On Mon, 14 Mar 2022 at 18:14, Andres Freund <and...@anarazel.de> wrote:
>
> Hi
>
> A random thought I had while thinking about the size limits: We could use the
> low bits of the length and xl_prev to store XLR_SPECIAL_REL_UPDATE |
> XLR_CHECK_CONSISTENCY and give rmgrs the full 8 bit of xl_info. Which would
> allow us to e.g. get away from needing Heap2. Which would aestethically be
> pleasing.

That would be interesting; though out of scope for this bug I'm trying to fix.
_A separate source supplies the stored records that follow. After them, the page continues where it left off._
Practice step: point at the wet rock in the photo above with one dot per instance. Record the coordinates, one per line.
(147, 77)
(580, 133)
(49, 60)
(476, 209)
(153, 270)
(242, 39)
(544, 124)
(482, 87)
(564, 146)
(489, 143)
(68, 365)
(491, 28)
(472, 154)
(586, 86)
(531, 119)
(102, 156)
> On 2022-03-14 17:57:23 +0100, Matthias van de Meent wrote:
> > I'm not sure whether or not to include this in the test suite, though,
> > as this would require a machine with at least 1GB of memory available
> > for this test alone, and I don't know the current requirements for
> > running the test suite.
>
> We definitely shouldn't require this much RAM for the tests.
>
> It might be worth adding tests exercising edge cases around segment boundaries
> (and perhaps page boundaries) though. E.g. record headers split across pages
> and segments.
>
>
>
> > --- a/src/backend/access/transam/xloginsert.c
> > +++ b/src/backend/access/transam/xloginsert.c
> > @@ -338,10 +338,16 @@ XLogRegisterData(char *data, int len)
> >  {
> >       XLogRecData *rdata;
> >
> > -     Assert(begininsert_called);
> > +     Assert(begininsert_called && len >= 0 && AllocSizeIsValid(len));
>
> Shouldn't we just make the length argument unsigned?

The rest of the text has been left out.